This week, U.S. Sen. Rick Scott, R-Fla., threw his support behind U.S. Sen. Jacky Rosen’s, D-Nev., proposal to “bar members of Congress who are convicted of felonies related to their official duties from collecting taxpayer-funded pensions.”
Rosen introduced the “No Congressionally-Obligated Recurring Revenue Used As Pensions To Incarcerated Officials Now (No CORRUPTION) Act” this week with Scott as a co-sponsor.
“It is unthinkable that a former member of Congress could be convicted of a crime involving public corruption and still benefit off the taxpayer dollars of hardworking families. If we are going to make Washington work for American families, we need real reforms that end the current dysfunction. I’m proud to sponsor this bipartisan, commonsense legislation to prevent criminals from getting taxpayer-funded retirement benefits,” Scott said.
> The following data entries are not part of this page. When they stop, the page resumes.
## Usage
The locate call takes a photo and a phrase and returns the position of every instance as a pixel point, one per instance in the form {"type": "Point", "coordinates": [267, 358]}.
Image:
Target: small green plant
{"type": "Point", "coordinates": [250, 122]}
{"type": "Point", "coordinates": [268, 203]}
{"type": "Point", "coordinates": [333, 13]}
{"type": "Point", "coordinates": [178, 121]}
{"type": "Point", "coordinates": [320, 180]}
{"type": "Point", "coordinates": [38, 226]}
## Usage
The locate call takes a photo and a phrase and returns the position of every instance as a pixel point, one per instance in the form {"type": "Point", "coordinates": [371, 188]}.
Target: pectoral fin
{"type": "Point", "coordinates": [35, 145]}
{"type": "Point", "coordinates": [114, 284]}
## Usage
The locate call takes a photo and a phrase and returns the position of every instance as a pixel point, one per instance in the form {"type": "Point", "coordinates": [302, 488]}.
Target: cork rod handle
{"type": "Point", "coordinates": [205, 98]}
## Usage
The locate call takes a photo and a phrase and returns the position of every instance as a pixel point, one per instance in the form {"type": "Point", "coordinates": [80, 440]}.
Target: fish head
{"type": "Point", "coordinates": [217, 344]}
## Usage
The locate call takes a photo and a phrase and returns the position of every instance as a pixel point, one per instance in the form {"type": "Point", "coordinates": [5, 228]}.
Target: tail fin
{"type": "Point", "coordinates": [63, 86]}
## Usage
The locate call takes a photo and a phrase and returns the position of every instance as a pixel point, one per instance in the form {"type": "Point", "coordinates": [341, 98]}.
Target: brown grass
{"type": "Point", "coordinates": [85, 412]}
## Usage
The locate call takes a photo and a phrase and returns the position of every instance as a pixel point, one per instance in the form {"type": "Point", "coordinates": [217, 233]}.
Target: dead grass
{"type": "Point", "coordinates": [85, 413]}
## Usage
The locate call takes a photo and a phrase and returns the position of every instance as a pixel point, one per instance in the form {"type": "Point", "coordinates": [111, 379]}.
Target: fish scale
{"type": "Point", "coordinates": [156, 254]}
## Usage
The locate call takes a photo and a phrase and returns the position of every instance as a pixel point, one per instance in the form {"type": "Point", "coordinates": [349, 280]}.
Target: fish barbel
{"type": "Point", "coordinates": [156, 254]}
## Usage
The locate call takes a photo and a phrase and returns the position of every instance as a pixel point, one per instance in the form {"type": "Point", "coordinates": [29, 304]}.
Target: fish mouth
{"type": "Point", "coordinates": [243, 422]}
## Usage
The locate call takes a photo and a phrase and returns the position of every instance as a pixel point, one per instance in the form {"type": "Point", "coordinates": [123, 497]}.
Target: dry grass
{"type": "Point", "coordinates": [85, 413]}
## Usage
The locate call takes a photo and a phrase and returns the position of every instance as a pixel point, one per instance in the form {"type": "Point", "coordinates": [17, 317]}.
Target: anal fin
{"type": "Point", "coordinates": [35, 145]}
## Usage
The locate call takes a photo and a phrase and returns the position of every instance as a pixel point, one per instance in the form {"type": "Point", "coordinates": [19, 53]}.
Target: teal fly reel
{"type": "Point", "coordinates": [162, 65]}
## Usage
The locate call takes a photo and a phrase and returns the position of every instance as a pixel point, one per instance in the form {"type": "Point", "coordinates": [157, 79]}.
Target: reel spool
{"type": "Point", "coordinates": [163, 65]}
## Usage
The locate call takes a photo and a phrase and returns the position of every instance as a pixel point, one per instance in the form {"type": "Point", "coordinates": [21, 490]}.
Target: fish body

“No member of Congress who’s convicted of a felony related to their time in office should receive a pension from American taxpayers. Our bipartisan bill will safeguard taxpayer dollars by closing a loophole that allows corrupt officials to continue collecting government pensions. It’s past time that corrupt members of Congress are held accountable,” Rosen said.
Scott’s office offered some of the reasons behind the bill.
“Current law requires former members of Congress convicted of a felony to forfeit their pensions only after exhausting their appeals, which allows convicted former members to go on filing one appeal after another for years while collecting their taxpayer-funded pensions. The No CORRUPTION Act amends the law to close that loophole, so former members of Congress lose their pensions immediately following a lawful conviction of certain felonies related to their official duties. The bill would also ensure that convicted former members of Congress who are pardoned by a president of the United States will not receive pensions unless a court overturns their convictions,” Scott’s office noted.
The National Taxpayers Union is backing the bill.
The bill was sent to the U.S. Senate Homeland Security and Governmental Affairs Committee. So far, there is no companion measure over in the U.S. House.